Distributed SPMD model

Refer to Developer Guide: SPMD.

Programming interface

All types and functions in this section are declared in the oneapi::dal::spmd::preview namespace and are available via inclusion of the header file from specified backend.

SPMD distributed model consists of the following components:

  1. Additional train, infer, and compute methods that accept communicator object as the first parameter. Those methods are expected to be called on all ranks to start distributed simulations.

  2. The communicator class that contains methods to perform collective operations among all ranks.

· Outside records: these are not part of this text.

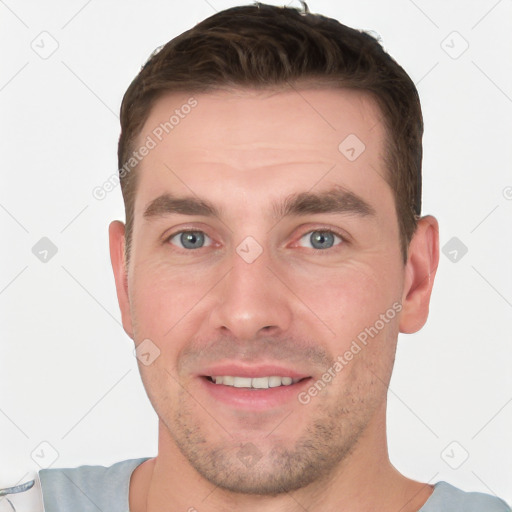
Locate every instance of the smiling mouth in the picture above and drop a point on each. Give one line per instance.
(272, 381)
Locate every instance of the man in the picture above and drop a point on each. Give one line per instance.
(270, 163)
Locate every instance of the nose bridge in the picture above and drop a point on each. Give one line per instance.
(251, 298)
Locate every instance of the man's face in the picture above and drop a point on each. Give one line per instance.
(252, 293)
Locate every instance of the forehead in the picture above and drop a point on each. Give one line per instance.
(257, 142)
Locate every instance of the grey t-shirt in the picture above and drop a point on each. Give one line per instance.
(93, 488)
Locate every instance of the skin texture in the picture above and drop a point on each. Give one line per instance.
(294, 305)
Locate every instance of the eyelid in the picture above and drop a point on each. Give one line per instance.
(345, 239)
(168, 238)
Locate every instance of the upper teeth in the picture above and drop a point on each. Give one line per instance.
(254, 382)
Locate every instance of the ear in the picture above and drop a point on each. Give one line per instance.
(116, 234)
(420, 270)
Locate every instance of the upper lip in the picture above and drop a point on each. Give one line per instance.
(246, 370)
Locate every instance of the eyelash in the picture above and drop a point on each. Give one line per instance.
(342, 237)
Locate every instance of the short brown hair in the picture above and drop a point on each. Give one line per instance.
(262, 46)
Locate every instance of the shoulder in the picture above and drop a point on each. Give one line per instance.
(449, 498)
(87, 487)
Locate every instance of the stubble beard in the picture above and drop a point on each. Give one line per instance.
(272, 469)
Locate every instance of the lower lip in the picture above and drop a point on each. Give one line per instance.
(255, 399)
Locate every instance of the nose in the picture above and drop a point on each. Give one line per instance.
(253, 299)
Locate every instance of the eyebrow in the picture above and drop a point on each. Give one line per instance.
(334, 200)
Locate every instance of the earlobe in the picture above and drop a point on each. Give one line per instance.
(116, 234)
(421, 267)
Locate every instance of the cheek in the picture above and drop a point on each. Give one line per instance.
(161, 297)
(353, 298)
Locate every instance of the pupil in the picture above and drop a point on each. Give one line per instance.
(320, 238)
(192, 240)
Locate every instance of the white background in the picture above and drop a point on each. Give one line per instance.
(68, 376)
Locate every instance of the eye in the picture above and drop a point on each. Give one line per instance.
(321, 239)
(189, 239)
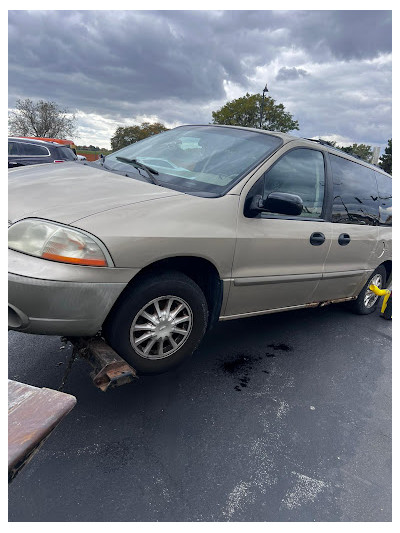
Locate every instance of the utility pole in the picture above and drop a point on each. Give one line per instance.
(265, 90)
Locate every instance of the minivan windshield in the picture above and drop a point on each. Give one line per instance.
(202, 160)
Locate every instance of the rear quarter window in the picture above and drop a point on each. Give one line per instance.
(65, 153)
(385, 199)
(355, 193)
(27, 149)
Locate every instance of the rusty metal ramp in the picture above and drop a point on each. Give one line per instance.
(33, 413)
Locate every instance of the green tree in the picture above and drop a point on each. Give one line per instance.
(246, 111)
(386, 158)
(41, 119)
(363, 151)
(131, 134)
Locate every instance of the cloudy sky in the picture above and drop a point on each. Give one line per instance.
(331, 69)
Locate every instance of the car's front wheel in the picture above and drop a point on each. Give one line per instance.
(158, 322)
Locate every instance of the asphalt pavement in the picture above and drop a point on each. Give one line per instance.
(282, 417)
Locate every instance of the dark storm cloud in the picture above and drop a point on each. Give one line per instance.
(290, 73)
(131, 56)
(175, 64)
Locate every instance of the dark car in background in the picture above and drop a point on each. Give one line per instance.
(23, 151)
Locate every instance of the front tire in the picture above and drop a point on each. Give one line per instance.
(158, 322)
(367, 301)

  3. Free functions to create a communicator using a specified communicator backend. Available backends are ccl and mpi.

Usage example

The following listings provide a brief introduction on how to create a particular communicator.

MPI backend

#ifndef ONEDAL_DATA_PARALLEL
#define ONEDAL_DATA_PARALLEL
#endif

#include "oneapi/dal/algo/kmeans.hpp"
#include "oneapi/dal/spmd/mpi/communicator.hpp"

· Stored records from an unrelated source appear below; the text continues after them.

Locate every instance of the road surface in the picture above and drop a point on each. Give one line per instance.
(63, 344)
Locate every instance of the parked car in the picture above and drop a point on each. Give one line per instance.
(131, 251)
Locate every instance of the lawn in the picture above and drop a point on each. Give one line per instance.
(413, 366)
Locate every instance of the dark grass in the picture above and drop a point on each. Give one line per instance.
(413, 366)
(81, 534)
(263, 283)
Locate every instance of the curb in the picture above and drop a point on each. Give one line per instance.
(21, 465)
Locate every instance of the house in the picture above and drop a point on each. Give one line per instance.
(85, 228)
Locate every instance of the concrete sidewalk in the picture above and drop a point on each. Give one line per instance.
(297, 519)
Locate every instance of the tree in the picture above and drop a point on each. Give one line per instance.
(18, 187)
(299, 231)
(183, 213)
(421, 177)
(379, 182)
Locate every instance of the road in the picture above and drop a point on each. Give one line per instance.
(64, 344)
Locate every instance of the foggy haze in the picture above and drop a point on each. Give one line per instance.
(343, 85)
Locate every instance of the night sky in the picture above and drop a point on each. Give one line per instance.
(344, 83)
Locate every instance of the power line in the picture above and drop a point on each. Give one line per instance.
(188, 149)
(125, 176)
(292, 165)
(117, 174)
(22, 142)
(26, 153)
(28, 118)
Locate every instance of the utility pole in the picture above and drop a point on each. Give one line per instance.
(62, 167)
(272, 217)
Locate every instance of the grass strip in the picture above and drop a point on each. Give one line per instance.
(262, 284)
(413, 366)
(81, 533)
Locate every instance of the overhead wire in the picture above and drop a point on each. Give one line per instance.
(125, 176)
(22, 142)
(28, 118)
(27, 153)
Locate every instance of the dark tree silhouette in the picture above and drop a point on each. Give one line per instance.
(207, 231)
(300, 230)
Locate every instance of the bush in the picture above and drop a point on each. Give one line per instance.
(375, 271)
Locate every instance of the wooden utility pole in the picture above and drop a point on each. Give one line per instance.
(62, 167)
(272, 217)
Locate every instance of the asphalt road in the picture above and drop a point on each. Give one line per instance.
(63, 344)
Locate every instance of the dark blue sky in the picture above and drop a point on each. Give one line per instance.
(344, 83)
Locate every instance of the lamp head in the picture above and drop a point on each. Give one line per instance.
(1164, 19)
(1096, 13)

kmeans::model<> run_training(const table& data,
                           const table& initial_centroids) {
   const auto kmeans_desc = kmeans::descriptor<float>{}
      .set_cluster_count(10)
      .set_max_iteration_count(50)
      .set_accuracy_threshold(1e-4);

   auto comm = dal::preview::spmd::make_communicator<dal::preview::spmd::backend::mpi>(queue);
   auto rank_id = comm.get_rank();

   const auto result_train = dal::preview::train(comm, kmeans_desc, local_input);

   if(rank_id == 0) {
      print_table("centroids", result.get_model().get_centroids());
      print_value("objective", result.get_objective_function_value());
   }
   return result.get_model();
}

CCL backend

#ifndef ONEDAL_DATA_PARALLEL
#define ONEDAL_DATA_PARALLEL
#endif

#include "oneapi/dal/algo/kmeans.hpp"
#include "oneapi/dal/spmd/ccl/communicator.hpp"

kmeans::model<> run_training(const table& data,
                           const table& initial_centroids) {
   const auto kmeans_desc = kmeans::descriptor<float>{}
      .set_cluster_count(10)
      .set_max_iteration_count(50)
      .set_accuracy_threshold(1e-4);

   auto comm = dal::preview::spmd::make_communicator<dal::preview::spmd::backend::ccl>(queue);
   auto rank_id = comm.get_rank();

   const auto result_train = dal::preview::train(comm, kmeans_desc, local_input);

   if(rank_id == 0) {
      print_table("centroids", result.get_model().get_centroids());
      print_value("objective", result.get_objective_function_value());
   }
   return result.get_model();
}